I don’t know how long this would have gone on had not a discreet signal from the street warned us that the police were making their rounds. In a second the light was dimmed, the music ceased, and we sat as still as mice until we heard the measured tramp of the Arab constables disappearing up the street. We felt it more discreet to depart ourselves, so we took leave of our fevered-eyed hosts and returned to our inn.

Though I spent a rather restless night, I don’t know if it was the effect of the reef or not, and we all certainly felt quite fit the next day.

Still, I can never think of that night without smiling; it was all so mysterious, so much part of another world, and I often wonder if M. J., as he sits editorially in London, or S. A., scooping in royalties, or Miss G., in her English surroundings, realize how they peeped into the past for a few seconds and lived again the life which, if it had not been Algerian, would have probably been celebrated by another De Quincey.

CHAPTER XXXIX
A LAST GLANCE AT THE ARAB

The preface of a book should always be written at the end; this insures it being read. In this particular work the first chapter rather takes the place of the preface, but at the same time there are certain things which rather need explaining.

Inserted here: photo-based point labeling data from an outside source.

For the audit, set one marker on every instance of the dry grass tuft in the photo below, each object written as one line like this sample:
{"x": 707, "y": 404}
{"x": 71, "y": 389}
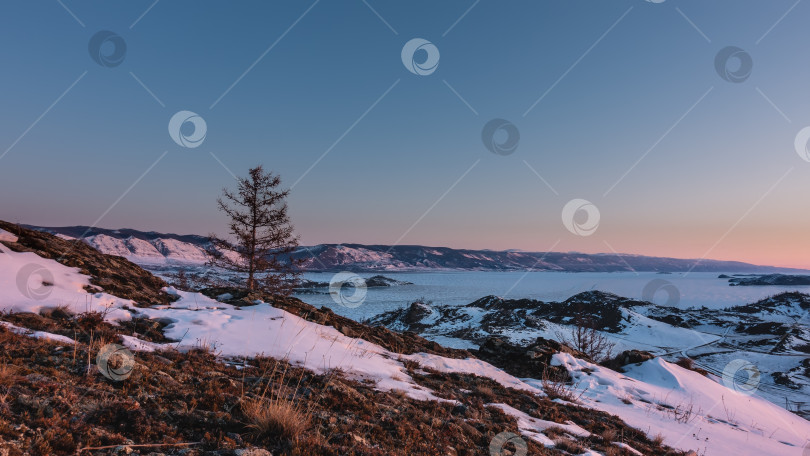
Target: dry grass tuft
{"x": 275, "y": 417}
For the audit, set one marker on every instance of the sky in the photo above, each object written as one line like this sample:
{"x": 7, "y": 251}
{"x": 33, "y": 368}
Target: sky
{"x": 635, "y": 127}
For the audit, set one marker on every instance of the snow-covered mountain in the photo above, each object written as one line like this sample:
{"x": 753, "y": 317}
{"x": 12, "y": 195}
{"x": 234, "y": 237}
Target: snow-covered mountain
{"x": 152, "y": 249}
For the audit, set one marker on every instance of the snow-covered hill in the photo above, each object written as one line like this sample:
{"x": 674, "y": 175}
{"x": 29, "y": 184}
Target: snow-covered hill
{"x": 684, "y": 409}
{"x": 160, "y": 249}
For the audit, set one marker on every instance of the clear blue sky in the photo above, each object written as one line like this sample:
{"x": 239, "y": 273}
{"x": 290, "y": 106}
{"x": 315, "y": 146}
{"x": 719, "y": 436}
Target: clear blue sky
{"x": 723, "y": 179}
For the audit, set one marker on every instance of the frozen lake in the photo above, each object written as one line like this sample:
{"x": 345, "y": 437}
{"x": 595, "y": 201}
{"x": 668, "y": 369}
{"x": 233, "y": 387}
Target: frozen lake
{"x": 463, "y": 287}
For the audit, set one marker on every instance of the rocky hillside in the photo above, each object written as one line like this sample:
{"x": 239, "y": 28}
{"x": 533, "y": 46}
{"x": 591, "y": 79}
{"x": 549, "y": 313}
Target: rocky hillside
{"x": 93, "y": 365}
{"x": 158, "y": 249}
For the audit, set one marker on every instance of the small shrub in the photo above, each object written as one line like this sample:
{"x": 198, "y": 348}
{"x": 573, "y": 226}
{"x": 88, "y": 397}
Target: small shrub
{"x": 275, "y": 417}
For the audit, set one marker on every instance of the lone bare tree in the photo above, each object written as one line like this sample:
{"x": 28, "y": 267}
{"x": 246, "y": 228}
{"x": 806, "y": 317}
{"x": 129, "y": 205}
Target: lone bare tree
{"x": 264, "y": 238}
{"x": 587, "y": 339}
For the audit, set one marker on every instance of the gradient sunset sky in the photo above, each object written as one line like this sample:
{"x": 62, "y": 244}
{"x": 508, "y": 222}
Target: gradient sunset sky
{"x": 616, "y": 102}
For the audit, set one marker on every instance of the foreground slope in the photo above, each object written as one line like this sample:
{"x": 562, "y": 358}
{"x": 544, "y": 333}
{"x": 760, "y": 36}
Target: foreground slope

In the first place, the necessity to compress the matter into a limited number of pages. On practically every subject mentioned, there is material in my mind to write a book, and it is difficult to realize where to stop. It is equally difficult to know where to begin as, to some, the information set out in these pages will not be new, and they may be looking for something deeper. Of these people I ask patience, for if the result of the book is encouraging, another one will follow, and perhaps another, dealing at length with the subjects only touched on now.

This work has been prepared more as something which any traveler can read during his journey to Algiers, and which will allow him to see the country through other eyes than those of the guides, be they books, chauffeurs, or the luxuriously uniformed gentlemen of the Transatlantic Company.

Let it, moreover, be understood that the history, the geography, the remarks on French administration are, more than anything else, a prelude to the rest of the book, “The Arabs.”

The Arabs, whether they be those in the scarlet burnouses of the caïd-ship or in the rags of the beggar, are all the same: a people who have destroyed without creating, who have been divided when their unity would have made them great, who have lived on theory.

We have before us the relics of the Carthaginians, of the Numidians, of the stupendous work of the Roman Empire, and then centuries of nothing. War, devastation, intrigue, mark the period covered by the Arab domination.